The short answer to your question is that futexes are known to be implemented about as efficiently as possible, while a pthread mutex may or may not be. At minimum, a pthread mutex has overhead associated with determining the type of mutex and futexes do not. So a futex will almost always be at least as efficient as a pthread mutex, until and unless someone thinks up some structure lighter than a futex and then releases a pthreads implementation that uses that for its default mutex.
Technically speaking pthread mutexes are not slower or faster than futexes. pthread is just a standard API, so whether they are slow or fast depends on the implementation of that API.
Specifically in Linux pthread mutexes are implemented as futexes and are therefore fast. Actually, you don't want to use the futex API itself as it is very hard to use, does not have the appropriate wrapper functions in glibc and requires coding in assembly which would be non portable. Fortunately for us the glibc maintainers already coded all of this for us under the hood of the pthread mutex API.
Now, because most operating systems did not implement futexes then programmers usually mean by pthread mutex is the performance you get from usual implementation of pthread mutexes, which is, slower.
So it's a statistical fact that in most operating systems that are POSIX compliant the pthread mutex is implemented in kernel space and is slower than a futex. In Linux they have the same performance. It could be that there are other operating systems where pthread mutexes are implemented in user space (in the uncontended case) and therefore have better performance but I am only aware of Linux at this point.
Because they stay in userspace as much as possible, which means they require fewer system calls, which is inherently faster because the context switch between user and kernel mode is expensive.
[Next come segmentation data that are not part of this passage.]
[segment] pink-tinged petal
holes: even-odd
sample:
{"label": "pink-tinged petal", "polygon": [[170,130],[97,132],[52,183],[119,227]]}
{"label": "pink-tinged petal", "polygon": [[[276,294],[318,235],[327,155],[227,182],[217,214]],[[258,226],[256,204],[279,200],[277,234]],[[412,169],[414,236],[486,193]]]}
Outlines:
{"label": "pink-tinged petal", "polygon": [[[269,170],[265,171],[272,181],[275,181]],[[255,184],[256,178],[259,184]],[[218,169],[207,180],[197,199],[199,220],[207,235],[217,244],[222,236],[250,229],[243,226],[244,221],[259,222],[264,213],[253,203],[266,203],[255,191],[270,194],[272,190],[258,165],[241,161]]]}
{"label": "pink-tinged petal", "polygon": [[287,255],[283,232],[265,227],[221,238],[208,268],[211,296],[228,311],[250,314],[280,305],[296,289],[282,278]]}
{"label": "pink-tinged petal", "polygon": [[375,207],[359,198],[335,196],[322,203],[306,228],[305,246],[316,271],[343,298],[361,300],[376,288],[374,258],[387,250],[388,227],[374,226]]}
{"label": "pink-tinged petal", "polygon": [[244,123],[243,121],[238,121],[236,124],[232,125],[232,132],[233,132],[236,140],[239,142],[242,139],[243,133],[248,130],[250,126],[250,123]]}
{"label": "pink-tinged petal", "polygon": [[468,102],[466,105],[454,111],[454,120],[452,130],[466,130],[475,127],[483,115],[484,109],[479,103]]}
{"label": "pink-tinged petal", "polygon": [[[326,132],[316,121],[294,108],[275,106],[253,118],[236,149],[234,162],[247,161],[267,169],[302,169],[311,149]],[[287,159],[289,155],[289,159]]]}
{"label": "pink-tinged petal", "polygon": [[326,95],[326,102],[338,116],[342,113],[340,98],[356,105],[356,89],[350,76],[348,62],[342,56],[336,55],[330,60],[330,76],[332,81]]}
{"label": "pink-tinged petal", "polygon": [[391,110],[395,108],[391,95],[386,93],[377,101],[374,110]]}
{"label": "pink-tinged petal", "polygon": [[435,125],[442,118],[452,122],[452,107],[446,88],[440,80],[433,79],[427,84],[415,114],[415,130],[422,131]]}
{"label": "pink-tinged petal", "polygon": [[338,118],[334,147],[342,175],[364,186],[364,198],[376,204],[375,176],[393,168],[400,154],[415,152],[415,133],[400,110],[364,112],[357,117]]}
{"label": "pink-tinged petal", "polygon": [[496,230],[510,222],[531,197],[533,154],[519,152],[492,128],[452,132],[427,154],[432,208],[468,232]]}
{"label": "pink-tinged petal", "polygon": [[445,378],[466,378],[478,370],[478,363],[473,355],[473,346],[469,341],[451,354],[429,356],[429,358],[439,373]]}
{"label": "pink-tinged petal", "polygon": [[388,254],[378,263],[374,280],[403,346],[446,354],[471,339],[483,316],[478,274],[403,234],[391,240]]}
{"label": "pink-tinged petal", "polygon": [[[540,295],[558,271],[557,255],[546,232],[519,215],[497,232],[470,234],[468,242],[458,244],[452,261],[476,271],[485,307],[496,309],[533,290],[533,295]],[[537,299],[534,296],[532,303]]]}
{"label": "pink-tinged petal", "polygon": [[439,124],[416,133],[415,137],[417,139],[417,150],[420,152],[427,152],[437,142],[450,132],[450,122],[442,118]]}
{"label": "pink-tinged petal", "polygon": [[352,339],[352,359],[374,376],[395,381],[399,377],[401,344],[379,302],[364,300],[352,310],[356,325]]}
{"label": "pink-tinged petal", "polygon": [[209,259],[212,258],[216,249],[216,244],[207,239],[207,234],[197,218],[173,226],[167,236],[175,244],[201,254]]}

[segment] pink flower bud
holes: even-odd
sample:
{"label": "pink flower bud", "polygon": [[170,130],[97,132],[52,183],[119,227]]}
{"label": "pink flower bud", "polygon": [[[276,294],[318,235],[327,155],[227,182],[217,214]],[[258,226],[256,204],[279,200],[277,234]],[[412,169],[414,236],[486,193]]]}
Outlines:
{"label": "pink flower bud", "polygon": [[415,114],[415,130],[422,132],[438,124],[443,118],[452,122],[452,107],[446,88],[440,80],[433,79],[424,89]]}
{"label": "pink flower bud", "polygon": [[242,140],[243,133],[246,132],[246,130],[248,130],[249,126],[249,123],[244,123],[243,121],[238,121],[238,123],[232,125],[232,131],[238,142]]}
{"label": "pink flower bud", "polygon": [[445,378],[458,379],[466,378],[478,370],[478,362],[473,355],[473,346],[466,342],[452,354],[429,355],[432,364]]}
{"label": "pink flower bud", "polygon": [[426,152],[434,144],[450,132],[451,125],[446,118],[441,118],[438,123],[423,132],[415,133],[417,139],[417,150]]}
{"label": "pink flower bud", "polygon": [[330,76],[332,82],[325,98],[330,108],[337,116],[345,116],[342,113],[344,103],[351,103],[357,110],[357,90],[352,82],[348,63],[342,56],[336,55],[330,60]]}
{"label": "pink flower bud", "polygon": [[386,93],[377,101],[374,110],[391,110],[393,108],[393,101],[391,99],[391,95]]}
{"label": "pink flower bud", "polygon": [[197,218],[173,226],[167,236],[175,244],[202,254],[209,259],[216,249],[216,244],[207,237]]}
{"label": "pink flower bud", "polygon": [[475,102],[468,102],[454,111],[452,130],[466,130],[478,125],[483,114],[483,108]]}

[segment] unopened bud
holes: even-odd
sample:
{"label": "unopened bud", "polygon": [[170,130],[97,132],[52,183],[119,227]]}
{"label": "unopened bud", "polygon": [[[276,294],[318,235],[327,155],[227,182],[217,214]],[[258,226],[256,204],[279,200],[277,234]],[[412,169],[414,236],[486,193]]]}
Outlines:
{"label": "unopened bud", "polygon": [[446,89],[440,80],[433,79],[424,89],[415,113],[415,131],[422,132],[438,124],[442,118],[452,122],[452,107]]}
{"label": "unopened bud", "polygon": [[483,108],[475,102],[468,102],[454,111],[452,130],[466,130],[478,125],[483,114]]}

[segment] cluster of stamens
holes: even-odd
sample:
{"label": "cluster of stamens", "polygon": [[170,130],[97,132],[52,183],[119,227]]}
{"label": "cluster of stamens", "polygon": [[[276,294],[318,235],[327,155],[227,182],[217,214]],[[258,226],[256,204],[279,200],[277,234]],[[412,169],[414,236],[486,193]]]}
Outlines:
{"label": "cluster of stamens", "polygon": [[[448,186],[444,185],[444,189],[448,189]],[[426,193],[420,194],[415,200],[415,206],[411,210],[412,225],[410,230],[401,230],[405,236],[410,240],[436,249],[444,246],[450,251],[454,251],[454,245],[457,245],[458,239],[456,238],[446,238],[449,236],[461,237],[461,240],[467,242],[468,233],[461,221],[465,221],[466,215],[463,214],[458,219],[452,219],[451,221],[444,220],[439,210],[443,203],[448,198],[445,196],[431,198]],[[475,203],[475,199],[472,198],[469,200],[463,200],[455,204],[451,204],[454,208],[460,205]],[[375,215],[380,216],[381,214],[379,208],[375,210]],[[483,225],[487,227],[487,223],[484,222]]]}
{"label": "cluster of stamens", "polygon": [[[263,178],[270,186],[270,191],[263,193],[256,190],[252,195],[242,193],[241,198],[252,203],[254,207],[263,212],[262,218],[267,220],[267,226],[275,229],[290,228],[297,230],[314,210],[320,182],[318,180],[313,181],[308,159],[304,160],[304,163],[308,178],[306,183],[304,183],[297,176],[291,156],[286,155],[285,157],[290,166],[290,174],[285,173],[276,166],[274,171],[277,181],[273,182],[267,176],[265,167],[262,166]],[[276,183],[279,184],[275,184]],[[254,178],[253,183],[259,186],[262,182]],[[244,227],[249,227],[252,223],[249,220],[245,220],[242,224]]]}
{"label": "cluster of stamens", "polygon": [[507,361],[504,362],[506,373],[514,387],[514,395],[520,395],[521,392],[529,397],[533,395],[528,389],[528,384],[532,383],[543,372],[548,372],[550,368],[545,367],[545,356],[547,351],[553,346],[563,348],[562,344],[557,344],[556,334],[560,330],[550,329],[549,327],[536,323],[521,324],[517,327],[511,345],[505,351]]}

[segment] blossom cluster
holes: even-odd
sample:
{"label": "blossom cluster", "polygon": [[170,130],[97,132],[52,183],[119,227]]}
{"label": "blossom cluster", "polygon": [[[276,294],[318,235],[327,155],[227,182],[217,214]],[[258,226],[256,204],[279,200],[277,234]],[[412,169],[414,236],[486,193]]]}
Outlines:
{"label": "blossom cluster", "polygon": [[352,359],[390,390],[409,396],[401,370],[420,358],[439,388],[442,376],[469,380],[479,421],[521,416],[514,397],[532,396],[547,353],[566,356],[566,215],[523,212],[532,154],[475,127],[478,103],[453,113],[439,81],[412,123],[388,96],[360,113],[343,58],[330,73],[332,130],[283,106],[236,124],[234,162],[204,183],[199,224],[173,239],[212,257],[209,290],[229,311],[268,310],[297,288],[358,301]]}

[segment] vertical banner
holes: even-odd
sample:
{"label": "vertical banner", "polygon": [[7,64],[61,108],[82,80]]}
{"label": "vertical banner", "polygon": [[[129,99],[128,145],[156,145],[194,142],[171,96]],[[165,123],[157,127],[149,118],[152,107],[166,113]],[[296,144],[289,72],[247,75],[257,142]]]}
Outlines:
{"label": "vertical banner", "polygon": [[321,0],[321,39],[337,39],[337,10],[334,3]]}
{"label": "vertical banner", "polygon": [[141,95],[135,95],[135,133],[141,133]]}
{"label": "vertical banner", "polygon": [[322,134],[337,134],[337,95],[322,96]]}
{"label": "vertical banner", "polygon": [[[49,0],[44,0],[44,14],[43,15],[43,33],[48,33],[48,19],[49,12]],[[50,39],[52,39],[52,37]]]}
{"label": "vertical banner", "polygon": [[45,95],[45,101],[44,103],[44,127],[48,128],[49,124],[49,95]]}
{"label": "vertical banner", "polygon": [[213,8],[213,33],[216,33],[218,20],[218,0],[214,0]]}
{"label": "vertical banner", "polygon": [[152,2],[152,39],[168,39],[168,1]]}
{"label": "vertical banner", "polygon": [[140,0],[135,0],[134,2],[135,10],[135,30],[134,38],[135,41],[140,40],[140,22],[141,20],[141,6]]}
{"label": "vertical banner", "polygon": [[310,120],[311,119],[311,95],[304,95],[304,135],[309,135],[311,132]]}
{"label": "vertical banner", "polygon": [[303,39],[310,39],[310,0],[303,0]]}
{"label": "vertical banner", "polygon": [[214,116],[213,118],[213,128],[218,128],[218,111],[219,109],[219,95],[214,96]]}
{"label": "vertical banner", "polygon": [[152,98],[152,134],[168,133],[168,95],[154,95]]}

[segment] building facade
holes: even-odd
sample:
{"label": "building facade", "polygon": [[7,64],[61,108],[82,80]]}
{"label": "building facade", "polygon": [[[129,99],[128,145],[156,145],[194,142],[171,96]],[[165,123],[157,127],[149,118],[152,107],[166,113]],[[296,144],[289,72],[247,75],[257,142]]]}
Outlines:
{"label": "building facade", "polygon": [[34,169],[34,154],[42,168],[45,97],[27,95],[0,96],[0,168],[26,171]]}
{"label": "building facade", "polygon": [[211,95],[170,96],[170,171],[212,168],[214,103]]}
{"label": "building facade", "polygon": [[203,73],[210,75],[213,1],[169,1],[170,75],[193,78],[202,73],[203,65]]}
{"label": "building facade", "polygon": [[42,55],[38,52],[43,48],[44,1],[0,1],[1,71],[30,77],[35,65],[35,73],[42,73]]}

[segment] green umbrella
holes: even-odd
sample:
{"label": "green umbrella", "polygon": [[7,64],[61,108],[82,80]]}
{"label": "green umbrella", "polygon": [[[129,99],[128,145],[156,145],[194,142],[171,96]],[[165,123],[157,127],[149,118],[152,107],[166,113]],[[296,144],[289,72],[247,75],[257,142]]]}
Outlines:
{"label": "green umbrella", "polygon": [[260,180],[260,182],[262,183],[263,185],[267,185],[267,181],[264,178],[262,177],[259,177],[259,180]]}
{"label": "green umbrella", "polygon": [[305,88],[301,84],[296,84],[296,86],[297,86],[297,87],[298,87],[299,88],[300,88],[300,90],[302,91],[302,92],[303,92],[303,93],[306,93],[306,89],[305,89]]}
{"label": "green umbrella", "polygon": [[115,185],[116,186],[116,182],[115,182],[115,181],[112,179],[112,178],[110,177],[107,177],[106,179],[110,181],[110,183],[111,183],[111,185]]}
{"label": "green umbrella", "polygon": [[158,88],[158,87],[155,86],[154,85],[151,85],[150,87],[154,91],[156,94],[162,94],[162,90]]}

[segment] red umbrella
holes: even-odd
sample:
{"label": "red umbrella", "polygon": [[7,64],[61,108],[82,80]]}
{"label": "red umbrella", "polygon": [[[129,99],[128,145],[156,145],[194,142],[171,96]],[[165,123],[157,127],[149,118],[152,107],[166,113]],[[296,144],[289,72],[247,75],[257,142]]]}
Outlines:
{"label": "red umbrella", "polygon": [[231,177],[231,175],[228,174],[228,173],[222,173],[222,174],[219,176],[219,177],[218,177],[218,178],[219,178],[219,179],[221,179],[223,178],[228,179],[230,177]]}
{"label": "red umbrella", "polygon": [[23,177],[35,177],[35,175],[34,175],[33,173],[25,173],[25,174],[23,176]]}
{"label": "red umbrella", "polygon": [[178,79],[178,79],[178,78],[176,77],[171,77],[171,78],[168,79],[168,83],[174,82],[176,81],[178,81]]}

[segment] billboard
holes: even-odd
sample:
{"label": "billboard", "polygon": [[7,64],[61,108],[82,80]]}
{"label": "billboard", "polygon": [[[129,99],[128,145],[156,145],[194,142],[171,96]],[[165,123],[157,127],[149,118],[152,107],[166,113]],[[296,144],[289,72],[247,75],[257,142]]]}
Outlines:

I assume you're talking about kernel threads when you talk about POSIX threads. It's entirely possible to have an entirely userspace implementation of POSIX threads which require no system calls but have other issues of their own.
My understanding is that a futex is halfway between a kernel POSIX thread and a userspace POSIX thread.
On AMD64 a futex is 4 bytes, while a NPTL pthread_mutex_t is 56 bytes! Yes, there is a significant overhead.